Advertisement

U.S. Denies It Approved Follow-Up Bosnia Force

Share
TIMES STAFF WRITERS

A top French official said Wednesday that the United States has accepted a two-year plan for consolidating the peace in Bosnia that would include a continued presence of Western ground forces.

But this assertion--made by French Foreign Minister Herve de Charette--was quickly denied by State Department spokesman Nicholas Burns.

He said Secretary of State Warren Christopher had been informed in general about the plan by Charette at a meeting in Paris in early September “but he [Christopher] did not agree to anything.”

Advertisement

In Bergen, Norway, there were news service reports that senior U.S. officials--meeting with their NATO counterparts--supported a proposal by European defense ministers for the alliance to start planning a new military mission that could replace the NATO-led peace force, known as IFOR, by the end of the year.

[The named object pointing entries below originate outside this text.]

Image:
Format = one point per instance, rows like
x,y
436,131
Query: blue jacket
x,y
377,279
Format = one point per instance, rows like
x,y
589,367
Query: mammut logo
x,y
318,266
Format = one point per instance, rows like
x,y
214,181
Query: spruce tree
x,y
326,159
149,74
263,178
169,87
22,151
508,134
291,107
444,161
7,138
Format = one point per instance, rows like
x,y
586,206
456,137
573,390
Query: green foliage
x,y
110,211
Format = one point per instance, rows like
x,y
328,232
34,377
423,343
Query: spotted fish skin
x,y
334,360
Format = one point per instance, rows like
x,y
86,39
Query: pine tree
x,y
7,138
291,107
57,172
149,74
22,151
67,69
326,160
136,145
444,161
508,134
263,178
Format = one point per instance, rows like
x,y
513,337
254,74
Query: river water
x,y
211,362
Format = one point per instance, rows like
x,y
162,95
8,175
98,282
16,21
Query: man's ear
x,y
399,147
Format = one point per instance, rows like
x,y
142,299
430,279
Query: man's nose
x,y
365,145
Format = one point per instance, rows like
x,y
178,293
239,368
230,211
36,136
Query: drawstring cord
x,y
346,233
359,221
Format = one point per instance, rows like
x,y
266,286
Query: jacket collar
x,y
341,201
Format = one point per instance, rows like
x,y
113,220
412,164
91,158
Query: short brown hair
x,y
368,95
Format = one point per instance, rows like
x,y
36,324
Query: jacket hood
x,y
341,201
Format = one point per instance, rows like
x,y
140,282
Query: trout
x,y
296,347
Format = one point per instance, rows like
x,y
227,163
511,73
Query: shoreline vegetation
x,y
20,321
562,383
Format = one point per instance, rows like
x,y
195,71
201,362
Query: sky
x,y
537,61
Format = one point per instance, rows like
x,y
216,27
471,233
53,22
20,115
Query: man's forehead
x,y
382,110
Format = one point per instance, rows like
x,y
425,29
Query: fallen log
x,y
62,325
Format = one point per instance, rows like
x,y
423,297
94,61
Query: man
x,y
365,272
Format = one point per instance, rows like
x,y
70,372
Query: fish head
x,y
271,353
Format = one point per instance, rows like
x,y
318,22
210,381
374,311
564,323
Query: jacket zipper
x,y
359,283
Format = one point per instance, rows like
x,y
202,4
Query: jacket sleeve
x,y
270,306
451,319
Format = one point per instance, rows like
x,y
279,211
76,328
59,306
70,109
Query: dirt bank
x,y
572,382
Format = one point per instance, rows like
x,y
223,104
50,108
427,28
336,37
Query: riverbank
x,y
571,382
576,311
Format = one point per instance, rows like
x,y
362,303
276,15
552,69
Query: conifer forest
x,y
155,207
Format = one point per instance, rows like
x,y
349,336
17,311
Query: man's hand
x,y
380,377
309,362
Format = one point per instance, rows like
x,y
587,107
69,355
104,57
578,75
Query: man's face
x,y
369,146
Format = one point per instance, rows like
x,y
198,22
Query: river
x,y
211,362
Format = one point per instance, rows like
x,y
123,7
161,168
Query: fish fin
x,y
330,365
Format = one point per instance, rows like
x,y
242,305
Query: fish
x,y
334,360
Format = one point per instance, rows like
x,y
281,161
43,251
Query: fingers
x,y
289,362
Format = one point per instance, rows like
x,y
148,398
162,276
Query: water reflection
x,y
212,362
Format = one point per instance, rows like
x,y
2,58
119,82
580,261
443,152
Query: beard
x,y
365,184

This seemed to be a change in the American position. When Secretary of Defense William J. Perry arrived in Bergen on Tuesday, he told reporters that talk about a new peacekeeping force in Bosnia-Herzegovina was “premature.”

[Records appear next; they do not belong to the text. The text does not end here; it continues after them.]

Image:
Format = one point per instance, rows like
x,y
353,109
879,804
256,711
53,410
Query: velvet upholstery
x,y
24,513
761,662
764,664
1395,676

The conflicting accounts of the Paris meeting by French and U.S. officials and the confusing American signals from Bergen reflected just how politically delicate the issue of international involvement in Bosnia is for President Clinton. He has pledged that American peacekeeping troops will start leaving Bosnia by the end of this presidential election year.

Pressure for an extended military mission also came from Bosnian President Alija Izetbegovic, who told the U.N. General Assembly on Wednesday that “the presence of the international military forces will be indispensable for a certain and limited period of time and economic assistance is necessary for a longer period.”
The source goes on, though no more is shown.